En 2014, plus d’un demi-million de personnes n’ont pas pu utiliser leur approvisionnement en eau à Toledo, dans l’Ohio, en raison d’une prolifération d’algues toxiques dans le lac Érié. Le lac Taihu, en Chine, qui fournit de l’eau à 40 millions de personnes, a souvent des efflorescences si importantes qu’elles peuvent être détectées depuis l’espace et laisser des millions de personnes dans une crise d’approvisionnement en eau potable.
En Ontario, on signale maintenant des proliférations d’algues dans des lacs nordiques autrefois vierges qui se produisent jusqu’en novembre. Étude après étude, les conditions plus chaudes et les changements associés au lac sont désormais des facteurs importants contribuant aux proliférations toxiques.
Un changement rapide nécessite des réponses rapides
Les extrêmes climatiques se produisent désormais plus fréquemment et avec une plus grande intensité que ne le prévoyaient même les modèles climatiques les plus pessimistes. Nous franchissons déjà des seuils écosystémiques et des points de basculement qui n’étaient même pas prévus avant la fin de ce siècle.
Les extrêmes climatiques n’apparaîtront pas progressivement, mais les impacts se feront sentir rapidement et souvent sans avertissement, laissant peu de temps pour l’adaptation. Nous devons immédiatement développer et mettre en œuvre des plans d’adaptation au climat fondés sur des preuves, afin que nous soyons préparés aux inévitables urgences déjà en cours, notamment les incendies de forêt massifs, les inondations côtières et locales, la perturbation des approvisionnements alimentaires et les pénuries d’eau douce.
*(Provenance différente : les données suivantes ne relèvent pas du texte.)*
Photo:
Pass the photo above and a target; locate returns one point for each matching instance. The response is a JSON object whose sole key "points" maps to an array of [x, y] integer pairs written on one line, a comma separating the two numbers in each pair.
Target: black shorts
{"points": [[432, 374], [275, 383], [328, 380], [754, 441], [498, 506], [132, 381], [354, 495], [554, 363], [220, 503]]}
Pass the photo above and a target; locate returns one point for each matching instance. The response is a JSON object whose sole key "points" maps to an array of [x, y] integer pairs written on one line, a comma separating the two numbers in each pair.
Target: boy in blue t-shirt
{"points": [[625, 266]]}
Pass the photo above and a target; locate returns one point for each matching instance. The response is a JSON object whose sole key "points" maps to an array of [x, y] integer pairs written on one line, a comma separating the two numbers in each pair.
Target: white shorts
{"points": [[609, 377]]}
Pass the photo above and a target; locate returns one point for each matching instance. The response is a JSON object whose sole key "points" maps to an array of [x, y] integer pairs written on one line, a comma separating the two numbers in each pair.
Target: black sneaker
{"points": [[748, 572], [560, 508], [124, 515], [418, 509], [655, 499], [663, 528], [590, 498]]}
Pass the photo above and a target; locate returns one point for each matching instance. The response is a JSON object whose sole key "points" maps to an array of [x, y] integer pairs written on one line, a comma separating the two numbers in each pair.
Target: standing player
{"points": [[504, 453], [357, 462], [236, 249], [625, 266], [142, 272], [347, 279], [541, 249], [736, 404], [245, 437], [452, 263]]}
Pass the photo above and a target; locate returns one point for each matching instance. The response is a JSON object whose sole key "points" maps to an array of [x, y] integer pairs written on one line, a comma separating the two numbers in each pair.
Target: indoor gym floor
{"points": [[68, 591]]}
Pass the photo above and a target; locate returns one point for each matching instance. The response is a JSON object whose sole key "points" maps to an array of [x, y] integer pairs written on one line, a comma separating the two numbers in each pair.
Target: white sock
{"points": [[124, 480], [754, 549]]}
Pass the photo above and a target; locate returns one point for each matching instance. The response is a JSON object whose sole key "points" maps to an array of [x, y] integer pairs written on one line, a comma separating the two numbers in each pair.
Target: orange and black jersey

L’avenir apocalyptique, autrefois décrit uniquement dans les livres et les films, devient notre réalité et le temps d’évaluer nos options est compté. De nombreuses études ont montré les bénéfices de la réduction des émissions de gaz à effet de serre. L’innovation et l’originalité humaines, associées à un sentiment d’urgence, sont nécessaires pour réduire les impacts futurs.
Sans efforts d’atténuation, nous devons nous préparer aux retombées de la catastrophe climatique en développement et protéger nos citoyens et nos écosystèmes.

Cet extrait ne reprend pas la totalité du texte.